Is its growth holding wages down?

It's a riddle wrapped in a mystery. With U.S. unemployment at a 24-year low, you might think wages would be taking off. Yet labor costs have remained unusually subdued--leading experts to speculate that some new development is inhibiting wage demands. While the explanation du jour seems to be widespread job insecurity, one trend clearly deserves more attention: an unexpected leap in the labor force.

After posting gains of just 1.3 million a year from 1993 to 1995, the labor force--people working or seeking work--has grown by 3.7 million in the past 16 months. That's more than twice as fast as the working-age population.
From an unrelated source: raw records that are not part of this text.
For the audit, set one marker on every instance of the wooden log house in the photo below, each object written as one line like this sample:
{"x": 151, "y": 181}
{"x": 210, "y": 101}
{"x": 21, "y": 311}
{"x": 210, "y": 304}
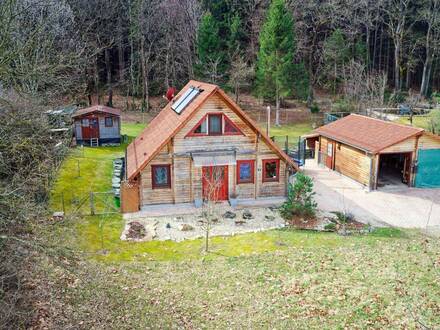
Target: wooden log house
{"x": 97, "y": 125}
{"x": 378, "y": 153}
{"x": 202, "y": 131}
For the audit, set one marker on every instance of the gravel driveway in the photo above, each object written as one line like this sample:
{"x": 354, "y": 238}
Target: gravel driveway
{"x": 400, "y": 206}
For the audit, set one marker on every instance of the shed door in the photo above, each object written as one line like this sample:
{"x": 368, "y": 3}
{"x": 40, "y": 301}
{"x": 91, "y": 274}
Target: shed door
{"x": 330, "y": 154}
{"x": 90, "y": 128}
{"x": 428, "y": 169}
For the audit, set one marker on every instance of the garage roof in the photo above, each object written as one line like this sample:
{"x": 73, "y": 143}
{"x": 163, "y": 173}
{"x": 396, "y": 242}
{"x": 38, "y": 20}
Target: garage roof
{"x": 366, "y": 133}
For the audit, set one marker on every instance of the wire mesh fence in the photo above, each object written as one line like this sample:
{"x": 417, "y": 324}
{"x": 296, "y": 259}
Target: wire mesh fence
{"x": 92, "y": 203}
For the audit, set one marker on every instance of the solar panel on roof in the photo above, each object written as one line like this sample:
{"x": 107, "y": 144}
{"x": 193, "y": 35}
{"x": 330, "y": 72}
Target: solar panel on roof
{"x": 185, "y": 99}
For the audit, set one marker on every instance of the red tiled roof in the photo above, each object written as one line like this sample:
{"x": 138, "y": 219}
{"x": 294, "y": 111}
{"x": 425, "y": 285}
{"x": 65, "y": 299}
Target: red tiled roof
{"x": 97, "y": 108}
{"x": 167, "y": 123}
{"x": 369, "y": 134}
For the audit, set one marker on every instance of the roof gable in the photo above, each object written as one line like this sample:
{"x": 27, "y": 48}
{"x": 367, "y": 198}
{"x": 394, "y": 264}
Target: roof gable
{"x": 97, "y": 108}
{"x": 168, "y": 123}
{"x": 369, "y": 134}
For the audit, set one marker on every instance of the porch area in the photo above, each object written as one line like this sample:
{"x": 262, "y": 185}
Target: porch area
{"x": 179, "y": 222}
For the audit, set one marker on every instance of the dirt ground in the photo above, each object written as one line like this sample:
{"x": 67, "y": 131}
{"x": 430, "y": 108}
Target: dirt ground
{"x": 400, "y": 206}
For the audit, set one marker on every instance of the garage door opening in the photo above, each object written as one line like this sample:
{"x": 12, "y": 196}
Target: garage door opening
{"x": 394, "y": 170}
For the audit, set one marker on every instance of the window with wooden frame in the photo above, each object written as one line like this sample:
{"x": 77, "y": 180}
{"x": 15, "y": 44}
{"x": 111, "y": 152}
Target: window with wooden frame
{"x": 161, "y": 176}
{"x": 108, "y": 121}
{"x": 215, "y": 124}
{"x": 271, "y": 170}
{"x": 245, "y": 171}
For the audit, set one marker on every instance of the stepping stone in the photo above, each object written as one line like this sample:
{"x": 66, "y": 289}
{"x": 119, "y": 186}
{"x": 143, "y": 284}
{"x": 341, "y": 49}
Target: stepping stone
{"x": 229, "y": 215}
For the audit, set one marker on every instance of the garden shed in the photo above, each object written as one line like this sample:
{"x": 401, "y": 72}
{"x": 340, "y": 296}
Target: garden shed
{"x": 378, "y": 153}
{"x": 97, "y": 125}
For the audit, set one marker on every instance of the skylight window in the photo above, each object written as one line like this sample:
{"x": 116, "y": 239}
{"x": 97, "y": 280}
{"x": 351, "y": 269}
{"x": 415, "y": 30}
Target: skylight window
{"x": 185, "y": 99}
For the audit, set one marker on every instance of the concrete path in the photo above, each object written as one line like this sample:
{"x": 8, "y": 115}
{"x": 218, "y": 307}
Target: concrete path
{"x": 400, "y": 206}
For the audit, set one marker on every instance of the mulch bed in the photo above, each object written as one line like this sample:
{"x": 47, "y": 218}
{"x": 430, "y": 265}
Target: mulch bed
{"x": 301, "y": 223}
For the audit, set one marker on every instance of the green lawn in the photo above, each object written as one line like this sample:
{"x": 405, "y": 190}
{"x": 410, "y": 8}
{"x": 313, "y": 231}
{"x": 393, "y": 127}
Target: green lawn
{"x": 418, "y": 121}
{"x": 283, "y": 279}
{"x": 293, "y": 131}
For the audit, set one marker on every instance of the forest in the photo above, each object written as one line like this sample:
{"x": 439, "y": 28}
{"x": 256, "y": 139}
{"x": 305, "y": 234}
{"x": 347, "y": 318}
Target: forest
{"x": 138, "y": 48}
{"x": 53, "y": 53}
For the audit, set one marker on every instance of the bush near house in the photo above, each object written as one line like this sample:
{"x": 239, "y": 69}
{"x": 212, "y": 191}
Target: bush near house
{"x": 300, "y": 201}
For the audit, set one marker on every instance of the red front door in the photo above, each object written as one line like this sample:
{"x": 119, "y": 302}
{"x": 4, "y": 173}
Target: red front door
{"x": 90, "y": 128}
{"x": 215, "y": 183}
{"x": 330, "y": 155}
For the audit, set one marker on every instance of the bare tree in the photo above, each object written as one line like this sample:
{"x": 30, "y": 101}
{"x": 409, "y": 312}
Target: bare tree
{"x": 240, "y": 75}
{"x": 430, "y": 15}
{"x": 399, "y": 23}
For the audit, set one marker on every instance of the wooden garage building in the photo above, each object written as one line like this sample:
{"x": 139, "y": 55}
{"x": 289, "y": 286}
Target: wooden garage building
{"x": 199, "y": 135}
{"x": 378, "y": 153}
{"x": 97, "y": 125}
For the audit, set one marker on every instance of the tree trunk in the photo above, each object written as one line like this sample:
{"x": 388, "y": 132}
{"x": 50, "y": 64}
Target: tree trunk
{"x": 277, "y": 109}
{"x": 145, "y": 96}
{"x": 96, "y": 77}
{"x": 397, "y": 80}
{"x": 109, "y": 77}
{"x": 236, "y": 93}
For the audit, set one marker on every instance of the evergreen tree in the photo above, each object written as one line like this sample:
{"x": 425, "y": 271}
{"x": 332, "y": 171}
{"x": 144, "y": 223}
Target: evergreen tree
{"x": 209, "y": 49}
{"x": 276, "y": 69}
{"x": 336, "y": 53}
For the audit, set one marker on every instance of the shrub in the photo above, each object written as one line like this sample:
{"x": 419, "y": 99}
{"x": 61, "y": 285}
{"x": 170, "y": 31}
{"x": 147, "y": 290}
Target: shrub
{"x": 343, "y": 105}
{"x": 300, "y": 199}
{"x": 330, "y": 226}
{"x": 314, "y": 108}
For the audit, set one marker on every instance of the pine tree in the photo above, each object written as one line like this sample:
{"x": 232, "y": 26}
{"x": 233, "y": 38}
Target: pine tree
{"x": 209, "y": 50}
{"x": 276, "y": 69}
{"x": 336, "y": 53}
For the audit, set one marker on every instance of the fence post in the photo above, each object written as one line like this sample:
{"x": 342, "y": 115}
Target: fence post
{"x": 62, "y": 203}
{"x": 92, "y": 204}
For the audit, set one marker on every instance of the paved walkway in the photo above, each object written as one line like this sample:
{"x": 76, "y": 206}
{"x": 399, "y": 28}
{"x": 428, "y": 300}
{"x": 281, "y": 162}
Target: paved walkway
{"x": 400, "y": 206}
{"x": 189, "y": 208}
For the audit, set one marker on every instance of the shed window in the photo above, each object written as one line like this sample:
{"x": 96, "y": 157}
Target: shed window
{"x": 108, "y": 122}
{"x": 271, "y": 170}
{"x": 245, "y": 171}
{"x": 160, "y": 176}
{"x": 215, "y": 124}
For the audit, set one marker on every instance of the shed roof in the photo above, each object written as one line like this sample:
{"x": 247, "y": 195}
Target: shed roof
{"x": 167, "y": 123}
{"x": 97, "y": 108}
{"x": 366, "y": 133}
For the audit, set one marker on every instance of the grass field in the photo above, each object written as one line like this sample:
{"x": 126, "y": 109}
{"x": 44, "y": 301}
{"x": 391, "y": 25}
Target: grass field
{"x": 418, "y": 121}
{"x": 275, "y": 279}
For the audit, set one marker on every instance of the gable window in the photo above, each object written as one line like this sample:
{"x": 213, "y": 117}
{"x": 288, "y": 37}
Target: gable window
{"x": 214, "y": 124}
{"x": 108, "y": 122}
{"x": 201, "y": 128}
{"x": 271, "y": 170}
{"x": 230, "y": 128}
{"x": 161, "y": 177}
{"x": 245, "y": 171}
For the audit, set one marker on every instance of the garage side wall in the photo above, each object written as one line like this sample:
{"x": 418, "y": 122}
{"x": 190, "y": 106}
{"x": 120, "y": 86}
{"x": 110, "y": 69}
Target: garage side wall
{"x": 353, "y": 163}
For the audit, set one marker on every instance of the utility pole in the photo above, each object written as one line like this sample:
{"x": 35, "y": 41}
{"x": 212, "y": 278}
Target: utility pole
{"x": 268, "y": 121}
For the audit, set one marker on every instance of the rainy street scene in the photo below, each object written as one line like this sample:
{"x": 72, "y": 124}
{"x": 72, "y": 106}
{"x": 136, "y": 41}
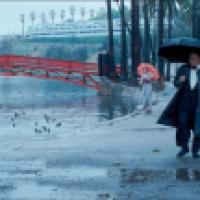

As economists at Citibank point out, such a surge is unusual so late in the business cycle. Normally, the labor force explodes immediately after a recession, as suddenly improved job prospects induce discouraged workers to look for work again. This time around, it has occurred late in the expansion, after several years of robust growth.

What's more, the pickup isn't confined to areas with tight labor markets. Mark Zandi of Regional Financial Associates notes that New York City's labor force jumped by 3.4% last year--even though unemployment remains above 8%, and the working-age population has been stagnant for years.

In addition, labor-force participation has been rising among nearly all demographic groups. At the end of the 1980s, for example, economists concluded that the portion of women streaming into the work force had leveled off after rising sharply for several decades. Now, women's participation rates have hit new highs. And the rates for both prime-age and older men also seem to be turning up after trending down for decades.

While welfare reform has forced some people to seek work, a study by economist Jill Jacobs of Goldman, Sachs & Co. suggests that it has thus far been a minor factor in the turnaround. Rather, it appears that better job prospects and widespread wage gains are luring many discouraged workers back into the job market. For the first time in the 1990s, reports the Economic Policy Institute, real hourly pay appears to be rising across the wage spectrum.

The surprise is that these pay hikes, which are still quite modest, have sparked such a strong increase in labor supply--an increase that, in turn, has tempered their size. That strong response suggests to economists at both Citibank and Merrill Lynch & Co. that the potential supply of workers is greater than many experts believe.

Thus, the economy may still have some breathing room before wage pressures heat up. Eventually, of course, the slow growth of the working-age population will limit the rise in the labor force. "If we're lucky," says Zandi, "the economy will have slowed to a more sustainable pace before we reach that point."